Article Monde Nucléaire

Démantèlement dans l’impasse

Michel Bernard

Depuis un siècle, nous cherchons comment détruire la radioactivité, en vain. Le démantèlement des sites nucléaires et la gestion des déchets se heurtent aujourd’hui à deux obstacles majeurs : une mémoire défaillante et un manque d’argent. La sortie du nucléaire n’est pas pour demain !

Le réacteur Superphénix a été construit entre 1976 et 1986 et son démantèlement a commencé en 1997 après dix ans de pannes. Alors que l’on en est déjà à 20 ans de travaux, les chefs de chantier viennent de découvrir que le bâtiment réacteur est en partie recouvert d’amiante ! Les informations n’ont pas été conservées sur cet aspect de la construction. Il va falloir programmer un long chantier pour enlever cet amiante radioactif.

Des informations cruciales sont perdues

Des terres contaminées sont régulièrement retrouvées sur des sites non référencés par l’Andra, Agence nationale pour la gestion des déchets radioactifs. En 2012, l’agence avait publié une carte recensant 43 sites pollués oubliés (dont 16 en région parisienne). L’Andra suit actuellement un millier de sites en France (filière énergie, mais également recherche, médecine, métallurgie…).
L’utilisation de la radioactivité ne remonte qu’à un peu plus d’un siècle (1), mais la mémoire ne s’est pas transmise et aujourd’hui, on retrouve régulièrement des sites oubliés.
Cela interroge sur le potentiel stockage des déchets radioactifs : comment stocker des déchets à très longue durée de vie (en milliers d’années), quand on voit que malgré notre niveau technologique actuel, on perd les informations en quelques dizaines d’années ?

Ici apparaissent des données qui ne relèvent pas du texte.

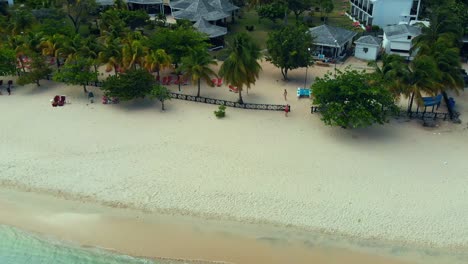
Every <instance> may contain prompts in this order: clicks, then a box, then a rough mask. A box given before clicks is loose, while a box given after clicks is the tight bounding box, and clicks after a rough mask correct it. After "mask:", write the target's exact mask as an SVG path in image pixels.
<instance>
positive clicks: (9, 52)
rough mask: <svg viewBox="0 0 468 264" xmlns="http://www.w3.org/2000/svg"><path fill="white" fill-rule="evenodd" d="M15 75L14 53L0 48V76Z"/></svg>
mask: <svg viewBox="0 0 468 264" xmlns="http://www.w3.org/2000/svg"><path fill="white" fill-rule="evenodd" d="M15 73H16V54H15V51H14V50H12V49H9V48H6V47H1V46H0V76H4V75H13V74H15Z"/></svg>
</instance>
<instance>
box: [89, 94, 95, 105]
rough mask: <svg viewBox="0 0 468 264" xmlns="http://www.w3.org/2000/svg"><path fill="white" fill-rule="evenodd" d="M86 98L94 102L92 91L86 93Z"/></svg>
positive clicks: (93, 96) (91, 101)
mask: <svg viewBox="0 0 468 264" xmlns="http://www.w3.org/2000/svg"><path fill="white" fill-rule="evenodd" d="M88 99H89V102H90V103H91V104H92V103H94V94H93V92H89V93H88Z"/></svg>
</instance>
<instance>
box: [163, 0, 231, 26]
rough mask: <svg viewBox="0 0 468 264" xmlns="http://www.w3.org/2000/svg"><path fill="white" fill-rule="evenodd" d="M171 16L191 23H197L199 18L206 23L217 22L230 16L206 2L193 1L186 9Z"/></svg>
mask: <svg viewBox="0 0 468 264" xmlns="http://www.w3.org/2000/svg"><path fill="white" fill-rule="evenodd" d="M172 15H173V16H174V18H175V19H188V20H190V21H193V22H196V21H198V19H199V18H200V17H202V18H204V19H206V20H207V21H217V20H222V19H225V18H227V17H229V16H230V14H227V13H225V12H224V11H222V10H220V9H217V8H216V7H214V6H212V5H211V4H210V3H208V0H195V1H193V2H192V4H190V6H188V7H187V8H186V9H183V10H178V11H174V12H173V13H172Z"/></svg>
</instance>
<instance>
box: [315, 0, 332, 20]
mask: <svg viewBox="0 0 468 264" xmlns="http://www.w3.org/2000/svg"><path fill="white" fill-rule="evenodd" d="M315 5H316V6H318V7H319V8H320V17H321V18H322V19H323V20H324V21H325V20H326V19H327V17H328V14H330V13H331V12H333V9H334V8H335V6H334V4H333V0H315ZM325 14H326V15H327V17H326V16H325Z"/></svg>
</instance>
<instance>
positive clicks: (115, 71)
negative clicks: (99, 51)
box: [98, 38, 122, 75]
mask: <svg viewBox="0 0 468 264" xmlns="http://www.w3.org/2000/svg"><path fill="white" fill-rule="evenodd" d="M120 46H121V44H120V39H119V38H115V39H108V40H107V41H106V42H105V43H104V44H103V45H102V50H101V51H100V52H99V55H98V57H99V60H100V61H101V62H102V63H105V64H106V71H108V72H109V71H111V70H112V69H113V70H114V72H115V74H116V75H117V69H118V68H119V67H120V66H121V65H122V48H121V47H120Z"/></svg>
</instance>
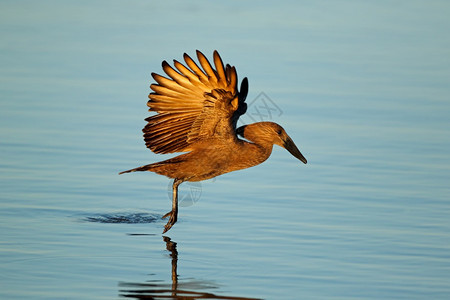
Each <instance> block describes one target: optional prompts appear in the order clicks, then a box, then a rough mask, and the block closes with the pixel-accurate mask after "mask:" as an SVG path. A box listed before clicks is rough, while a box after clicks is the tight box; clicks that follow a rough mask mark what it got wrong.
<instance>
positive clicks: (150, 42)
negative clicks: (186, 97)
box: [0, 1, 450, 299]
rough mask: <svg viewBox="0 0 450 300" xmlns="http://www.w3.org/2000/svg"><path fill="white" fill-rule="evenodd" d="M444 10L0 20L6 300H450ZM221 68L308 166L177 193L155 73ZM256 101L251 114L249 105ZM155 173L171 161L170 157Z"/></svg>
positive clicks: (70, 8)
mask: <svg viewBox="0 0 450 300" xmlns="http://www.w3.org/2000/svg"><path fill="white" fill-rule="evenodd" d="M449 14H450V5H449V4H448V2H446V1H433V2H428V1H397V2H391V1H377V2H374V3H371V4H368V3H363V2H361V3H358V2H356V3H355V2H353V1H334V2H327V3H319V2H317V3H314V4H312V3H310V2H306V1H290V2H289V1H287V2H283V3H279V2H273V1H272V2H270V1H265V2H261V1H260V2H258V5H256V6H255V5H254V4H252V3H248V2H243V3H242V2H237V1H233V2H231V3H228V4H221V3H218V2H217V3H216V2H214V3H212V2H206V1H205V2H196V3H193V4H189V3H185V2H183V1H176V2H171V3H167V4H163V3H159V2H151V1H133V2H122V1H96V2H91V1H89V2H79V1H78V2H73V3H68V2H61V1H40V2H36V1H19V2H18V1H2V3H1V4H0V24H1V26H0V41H1V42H0V45H1V47H0V51H1V52H0V53H1V56H0V64H1V68H0V76H1V81H0V96H1V101H0V151H1V155H0V178H1V180H0V205H1V209H0V228H1V233H0V298H2V299H123V298H125V297H128V298H135V299H139V297H141V298H143V297H145V296H147V297H155V298H158V297H163V296H167V297H168V296H172V297H173V298H176V295H178V296H180V295H181V296H188V295H189V296H192V297H194V298H195V297H197V298H198V297H209V298H214V297H215V296H217V297H219V296H220V297H222V298H221V299H236V298H239V297H241V298H259V299H261V298H262V299H302V298H303V299H352V298H353V299H448V298H449V297H450V284H449V282H450V218H449V215H450V201H449V195H450V188H449V186H450V185H449V179H450V157H449V150H450V138H449V137H450V121H449V120H450V119H449V115H450V100H449V95H450V60H449V58H450V56H449V53H448V49H450V36H449V35H448V28H449V27H450V21H449V18H448V15H449ZM195 49H200V50H202V51H203V52H204V53H205V54H207V56H208V57H211V55H212V51H213V50H214V49H218V50H219V51H220V53H221V55H222V58H223V59H224V61H225V62H227V63H231V64H233V65H235V66H237V70H238V74H239V76H241V78H243V77H244V76H247V77H248V78H249V80H250V93H249V97H248V100H247V101H248V103H251V106H250V108H249V111H248V115H247V116H244V117H243V118H242V122H243V123H248V122H253V121H254V120H256V121H259V120H261V119H262V120H271V121H275V122H278V123H280V124H281V125H282V126H283V127H284V128H285V129H286V131H287V132H288V133H289V134H290V136H291V137H292V138H293V139H294V141H295V142H296V143H297V145H298V146H299V148H300V150H301V151H302V153H303V154H304V155H305V156H306V158H307V159H308V165H303V164H301V163H300V162H299V161H297V160H296V159H295V158H293V157H292V156H291V155H290V154H289V153H288V152H287V151H285V150H283V149H281V148H278V147H277V148H275V149H274V152H273V154H272V157H271V158H270V159H269V160H268V161H267V162H265V163H264V164H262V165H260V166H258V167H255V168H251V169H248V170H243V171H239V172H234V173H230V174H226V175H223V176H221V177H218V178H216V179H214V180H209V181H205V182H202V183H199V184H189V183H184V184H183V185H182V186H181V188H180V190H181V197H183V201H182V203H181V206H182V207H181V208H180V210H181V211H180V220H179V222H178V223H177V224H176V225H175V226H174V228H173V229H172V230H170V231H169V232H168V233H167V234H166V235H165V237H163V236H162V235H161V232H162V229H163V226H164V224H165V221H163V220H160V217H161V216H162V215H163V214H164V213H166V212H167V211H168V210H170V205H171V204H170V199H169V196H168V189H169V190H170V181H169V180H168V179H167V178H164V177H161V176H158V175H156V174H151V173H146V174H141V173H140V174H137V173H136V174H127V175H122V176H118V175H117V173H118V172H119V171H122V170H125V169H129V168H132V167H136V166H139V165H142V164H146V163H150V162H154V161H158V160H162V159H163V157H162V156H158V155H155V154H153V153H151V152H150V151H149V150H147V149H146V148H145V146H144V143H143V141H142V136H141V131H140V130H141V128H142V127H143V126H144V124H145V123H144V121H143V119H144V118H145V117H147V116H148V115H149V114H148V112H147V111H146V101H147V94H148V93H149V88H148V86H149V84H150V83H151V78H150V73H151V72H160V71H161V65H160V64H161V61H162V60H164V59H167V60H169V61H170V60H171V59H181V58H182V54H183V53H184V52H188V53H191V54H193V53H194V51H195ZM261 92H263V93H264V94H260V93H261ZM164 158H165V157H164Z"/></svg>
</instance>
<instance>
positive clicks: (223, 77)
mask: <svg viewBox="0 0 450 300" xmlns="http://www.w3.org/2000/svg"><path fill="white" fill-rule="evenodd" d="M197 57H198V59H199V61H200V65H201V67H202V68H203V70H202V69H201V68H200V67H199V66H198V65H197V64H196V63H195V62H194V61H193V60H192V59H191V58H190V57H189V56H188V55H187V54H185V55H184V59H185V62H186V64H187V66H188V67H189V68H187V67H186V66H184V65H183V64H181V63H179V62H178V61H174V65H175V67H176V69H177V70H175V69H173V68H172V67H170V66H169V65H168V64H167V63H166V62H165V61H164V62H163V69H164V71H165V72H166V74H167V75H169V77H170V78H171V79H169V78H166V77H163V76H160V75H158V74H154V73H152V76H153V78H154V79H155V80H156V82H157V83H158V84H152V85H151V86H150V87H151V88H152V90H154V91H155V93H151V94H150V95H149V98H150V100H149V101H148V106H149V107H150V111H156V112H157V113H158V114H156V115H154V116H151V117H149V118H147V119H146V121H147V122H148V124H147V125H146V126H145V127H144V129H143V132H144V139H145V142H146V145H147V147H148V148H150V149H151V150H152V151H153V152H155V153H174V152H187V153H184V154H181V155H179V156H176V157H174V158H170V159H167V160H165V161H161V162H157V163H153V164H149V165H145V166H142V167H138V168H135V169H131V170H128V171H124V172H121V173H120V174H122V173H128V172H134V171H151V172H155V173H157V174H161V175H164V176H167V177H169V178H173V179H174V183H173V202H172V210H171V211H170V212H169V213H168V214H166V215H165V216H164V217H167V216H170V219H169V221H168V223H167V225H166V226H165V230H164V232H166V231H167V230H169V229H170V228H171V227H172V226H173V225H174V224H175V222H176V221H177V214H178V197H177V193H178V185H179V184H180V183H182V182H184V181H201V180H206V179H210V178H214V177H216V176H219V175H222V174H225V173H228V172H232V171H236V170H241V169H246V168H249V167H253V166H256V165H258V164H260V163H262V162H264V161H265V160H266V159H267V158H268V157H269V156H270V154H271V153H272V148H273V145H274V144H277V145H279V146H281V147H284V148H286V149H287V150H288V151H289V152H290V153H291V154H292V155H294V156H295V157H297V158H298V159H300V160H301V161H302V162H304V163H306V159H305V158H304V157H303V155H302V154H301V153H300V151H299V150H298V149H297V147H296V146H295V144H294V142H293V141H292V139H291V138H290V137H289V136H288V135H287V134H286V132H285V131H284V129H283V128H282V127H281V126H280V125H278V124H276V123H273V122H258V123H254V124H250V125H244V126H242V127H239V128H236V124H237V120H238V118H239V116H240V115H242V114H244V113H245V112H246V109H247V105H246V104H245V98H246V96H247V91H248V82H247V78H244V80H243V81H242V83H241V89H240V91H238V89H237V74H236V70H235V68H234V67H231V66H229V65H226V67H224V65H223V63H222V60H221V58H220V56H219V54H218V53H217V51H215V52H214V64H215V67H216V68H215V69H214V68H213V67H212V66H211V64H210V63H209V61H208V60H207V59H206V57H205V56H204V55H203V54H202V53H201V52H200V51H197ZM238 134H239V135H241V136H242V137H244V138H245V140H243V139H239V138H238Z"/></svg>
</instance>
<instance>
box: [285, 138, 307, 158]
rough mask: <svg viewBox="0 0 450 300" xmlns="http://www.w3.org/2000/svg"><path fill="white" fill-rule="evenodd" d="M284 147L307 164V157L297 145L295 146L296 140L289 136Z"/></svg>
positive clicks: (287, 138) (286, 139)
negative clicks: (291, 138)
mask: <svg viewBox="0 0 450 300" xmlns="http://www.w3.org/2000/svg"><path fill="white" fill-rule="evenodd" d="M283 147H284V148H285V149H286V150H287V151H289V152H290V153H291V154H292V155H294V156H295V157H297V158H298V159H299V160H301V161H302V162H303V163H304V164H306V162H307V161H306V158H305V157H304V156H303V154H302V153H301V152H300V150H298V148H297V146H295V144H294V141H293V140H292V139H291V138H290V137H287V138H286V140H285V141H284V144H283Z"/></svg>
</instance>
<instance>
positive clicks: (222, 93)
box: [142, 50, 248, 153]
mask: <svg viewBox="0 0 450 300" xmlns="http://www.w3.org/2000/svg"><path fill="white" fill-rule="evenodd" d="M197 58H198V60H199V62H200V66H199V65H197V63H195V61H194V60H193V59H192V58H191V57H189V56H188V55H187V54H186V53H185V54H184V61H185V62H186V66H185V65H183V64H181V63H180V62H178V61H176V60H174V67H175V68H173V67H171V66H170V65H169V64H168V63H167V62H166V61H164V62H163V63H162V68H163V70H164V72H165V73H166V74H167V75H168V76H169V78H167V77H164V76H161V75H158V74H155V73H152V77H153V78H154V79H155V81H156V82H157V83H156V84H152V85H151V86H150V88H151V89H152V90H153V91H154V92H152V93H151V94H150V95H149V96H148V97H149V98H150V100H149V101H148V103H147V105H148V106H149V107H150V109H149V111H155V112H157V114H156V115H154V116H151V117H149V118H147V119H146V121H147V122H148V123H147V125H146V126H145V127H144V129H143V130H142V131H143V132H144V140H145V144H146V146H147V147H148V148H149V149H150V150H152V151H153V152H155V153H173V152H187V151H191V150H192V146H193V145H195V143H196V142H199V141H201V140H202V139H205V138H211V137H215V136H217V137H220V138H223V139H224V138H234V137H235V136H236V133H235V130H236V123H237V120H238V118H239V116H240V115H242V114H244V113H245V112H246V110H247V104H245V102H244V101H245V98H246V96H247V92H248V81H247V78H244V80H242V83H241V91H240V92H239V91H238V89H237V73H236V69H235V68H234V67H231V66H230V65H228V64H227V65H226V66H225V67H224V65H223V62H222V59H221V58H220V56H219V53H218V52H217V51H214V66H215V69H214V68H213V67H212V66H211V64H210V63H209V61H208V59H207V58H206V57H205V55H203V53H201V52H200V51H198V50H197Z"/></svg>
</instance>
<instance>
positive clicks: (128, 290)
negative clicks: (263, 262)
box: [119, 236, 259, 300]
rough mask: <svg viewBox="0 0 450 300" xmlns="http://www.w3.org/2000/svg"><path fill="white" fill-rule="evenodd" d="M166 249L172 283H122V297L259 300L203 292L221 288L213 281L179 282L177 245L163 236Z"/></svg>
mask: <svg viewBox="0 0 450 300" xmlns="http://www.w3.org/2000/svg"><path fill="white" fill-rule="evenodd" d="M163 240H164V242H165V243H166V249H167V250H168V251H169V252H170V257H171V268H172V283H171V284H170V283H164V282H160V281H153V282H145V283H130V282H121V283H120V284H119V286H120V288H121V289H120V291H119V292H120V296H121V297H125V298H134V299H178V300H179V299H187V300H190V299H192V300H194V299H230V300H256V299H259V298H246V297H233V296H219V295H216V294H214V293H210V292H205V291H202V290H213V289H218V288H219V287H218V286H217V285H216V284H214V283H213V282H211V281H199V280H189V281H186V280H183V281H181V282H179V281H178V274H177V263H178V251H177V243H175V242H173V241H171V239H170V238H169V237H166V236H163Z"/></svg>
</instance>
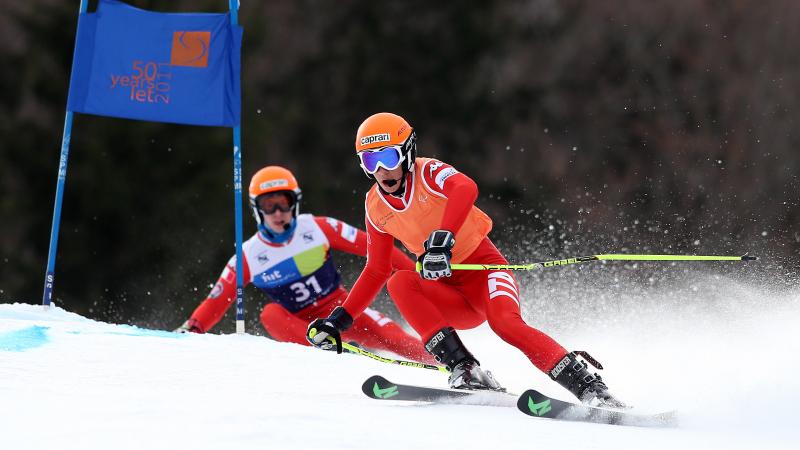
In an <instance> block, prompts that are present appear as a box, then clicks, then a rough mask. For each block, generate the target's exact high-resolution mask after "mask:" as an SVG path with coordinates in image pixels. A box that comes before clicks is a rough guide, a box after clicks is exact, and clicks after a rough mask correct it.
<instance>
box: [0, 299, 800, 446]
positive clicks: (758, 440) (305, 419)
mask: <svg viewBox="0 0 800 450" xmlns="http://www.w3.org/2000/svg"><path fill="white" fill-rule="evenodd" d="M729 288H730V289H737V288H736V287H735V286H734V287H730V286H729ZM743 289H744V290H743V293H744V295H738V296H737V298H738V299H740V301H739V303H736V304H735V305H734V307H732V308H729V309H728V310H726V311H724V313H719V312H717V313H715V315H713V317H708V315H707V314H706V315H705V318H703V319H699V318H700V317H703V316H704V315H703V314H698V310H697V307H696V305H695V306H691V307H690V306H688V305H684V304H682V303H680V302H674V301H673V302H672V303H670V304H669V307H668V308H661V309H659V308H650V307H643V309H639V310H636V309H635V308H634V309H633V310H629V311H627V312H628V313H627V314H626V311H624V310H623V311H619V310H611V311H606V312H605V314H604V313H603V312H602V311H601V312H599V313H597V312H596V313H597V314H596V315H595V316H594V317H595V319H594V320H597V321H602V322H603V323H602V326H597V327H586V326H581V327H578V328H579V329H580V331H579V330H575V329H573V330H572V331H569V327H567V326H564V327H559V326H557V324H549V325H550V328H552V331H554V335H555V337H556V338H557V339H559V340H560V341H561V342H562V343H564V344H565V345H567V346H570V347H571V348H574V349H578V350H580V349H586V350H590V351H591V353H592V354H593V355H594V356H595V357H597V358H598V359H599V360H601V362H602V363H603V364H604V365H605V366H606V370H604V371H603V374H604V378H605V379H606V380H607V382H608V384H609V386H610V387H611V388H612V390H613V391H614V392H615V393H617V395H618V396H620V397H621V398H623V399H624V400H626V401H628V402H630V403H632V404H635V405H636V406H637V407H638V408H641V409H644V410H652V411H656V410H668V409H677V410H679V412H680V418H681V424H680V426H679V427H678V428H673V429H651V428H634V427H618V426H609V425H596V424H580V423H564V422H556V421H549V420H547V419H536V418H531V417H528V416H525V415H523V414H521V413H519V412H518V411H517V410H516V409H515V408H508V407H490V406H464V405H426V404H400V403H394V402H378V401H375V400H371V399H369V398H366V397H365V396H364V395H363V394H362V393H361V391H360V385H361V383H362V381H363V380H364V379H365V378H366V377H367V376H369V375H372V374H376V373H379V374H382V375H384V376H385V377H387V378H389V379H390V380H394V381H397V382H417V383H423V384H428V385H434V386H437V385H438V386H444V385H445V382H446V381H445V379H444V378H443V377H442V375H440V374H438V373H435V372H432V371H426V370H422V369H413V368H405V367H399V366H391V365H387V364H382V363H379V362H375V361H372V360H370V359H367V358H364V357H360V356H354V355H336V354H333V353H328V352H323V351H319V350H314V349H310V348H307V347H302V346H299V345H294V344H282V343H277V342H274V341H271V340H269V339H267V338H264V337H259V336H251V335H242V336H239V335H178V334H173V333H170V332H164V331H153V330H146V329H142V328H136V327H132V326H126V325H113V324H106V323H101V322H95V321H92V320H89V319H86V318H84V317H81V316H79V315H76V314H73V313H70V312H67V311H65V310H63V309H60V308H51V309H50V310H44V309H43V308H42V307H41V306H35V305H27V304H0V401H1V402H2V403H1V405H2V407H0V448H2V449H51V448H52V449H55V448H58V449H67V448H75V449H112V448H113V449H137V450H138V449H162V448H163V449H181V448H187V449H189V448H191V449H206V448H208V449H212V448H230V449H251V448H252V449H295V448H319V449H321V450H329V449H338V448H347V449H377V448H380V449H408V448H423V447H424V448H457V449H469V448H494V449H516V448H519V449H522V448H526V449H530V448H550V449H552V448H576V449H670V450H674V449H676V448H680V449H683V448H687V449H726V450H727V449H747V448H769V449H773V450H776V449H790V448H798V447H797V442H798V439H800V432H799V431H798V426H799V425H800V420H798V413H797V405H800V401H799V400H800V393H798V391H799V390H800V389H799V388H800V382H798V380H797V376H796V374H797V373H798V369H800V361H798V357H797V355H798V354H800V343H799V341H800V340H798V337H797V336H798V332H797V327H798V325H800V307H798V304H799V303H800V302H798V299H799V298H800V297H798V296H797V295H796V294H791V295H790V294H784V295H781V296H774V295H773V296H772V297H770V296H769V295H771V294H764V293H760V292H757V291H753V290H748V289H747V288H743ZM739 294H742V292H740V293H739ZM621 297H622V296H621ZM620 300H621V301H622V304H623V307H625V306H624V305H630V303H626V302H625V301H624V299H622V298H621V299H620ZM682 305H683V306H682ZM709 308H711V306H709ZM718 309H719V308H715V311H717V310H718ZM700 312H702V311H700ZM706 312H708V311H706ZM612 315H613V316H614V317H617V318H618V319H617V320H616V321H611V320H608V317H611V316H612ZM528 316H530V317H528ZM526 318H527V319H529V320H532V319H533V321H534V322H535V314H528V313H526ZM698 320H699V322H698ZM698 324H699V326H698ZM545 329H548V328H545ZM549 331H550V330H549ZM462 337H463V339H464V341H465V342H466V343H467V344H468V345H469V347H470V348H471V350H472V351H473V352H474V353H475V354H476V355H477V356H478V358H479V359H480V360H481V362H482V365H483V366H484V367H487V368H489V369H490V370H492V371H493V372H494V373H495V375H496V376H497V378H498V380H499V381H500V382H501V383H503V384H504V385H506V387H507V388H508V389H509V390H510V391H515V392H521V391H522V390H524V389H525V388H528V387H536V388H538V389H540V390H541V391H543V392H545V393H548V394H551V395H554V396H557V397H560V398H564V399H569V398H570V397H569V395H568V394H567V393H566V391H564V390H563V389H561V388H560V387H558V386H556V385H555V384H554V383H553V382H551V381H549V379H548V378H547V377H545V376H544V375H543V374H541V373H539V372H537V371H535V370H534V369H533V368H532V366H531V365H530V364H529V363H528V362H527V360H526V359H525V358H524V357H523V356H522V355H521V354H520V353H518V352H517V351H516V350H515V349H513V348H511V347H510V346H508V345H507V344H505V343H503V342H502V341H500V340H499V339H498V338H497V337H496V336H495V335H494V334H492V333H491V330H489V328H488V327H486V326H483V327H480V328H478V329H476V330H471V331H468V332H463V333H462Z"/></svg>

Personne ne sait comment faire

Les réacteurs nucléaires de première génération (2) ont été arrêtés depuis longtemps, mais le démantèlement se fait attendre. Bugey 1, qui a fonctionné 22 ans de 1972 à 1994 est toujours à l’arrêt, soit depuis un temps aussi long que son fonctionnement. EDF a annoncé début décembre 2016, que la méthode envisagée pour le démontage est abandonnée. Il était prévu un démontage sous l’eau, ce qui semble en fait impossible. Le nouveau scénario étudie la possibilité de faire le démontage à l’aide de robots.
Il est clair aujourd’hui que personne ne sait comment faire.
Pour le moment, la seule tentative réelle de démantèlement concerne le petit réacteur de Brennelis, le seul construit en Bretagne. Mis en service en 1967 et arrêté en 1985, après 18 ans de service, ce réacteur de 70 MW est toujours dans l’attente d’une solution de déconstruction… 32 ans après !
Plus la puissance augmente, plus la radioactivité augmente, donc plus c’est compliqué. Bugey 1, avait une puissance de 540 MW. Superphénix, de 1200 MW. La puissance des réacteurs actuellement en service va de 900 à 1450 MW.
En phase de démantèlement, il faut maintenir sur place environ le quart des effectifs, ce qui a un coût. Qui paiera dans le futur, quand on voit qu’EDF est déjà aujourd’hui au bord de la faillite ?

Michel Bernard

(1) Elle a été découverte par Henri Becquerel en 1896.
(2) Chooz 1, Chinon 1, Saint-Laurent-des-Eaux 1, Bugey 1, réacteurs dits de la filière française graphite-gaz.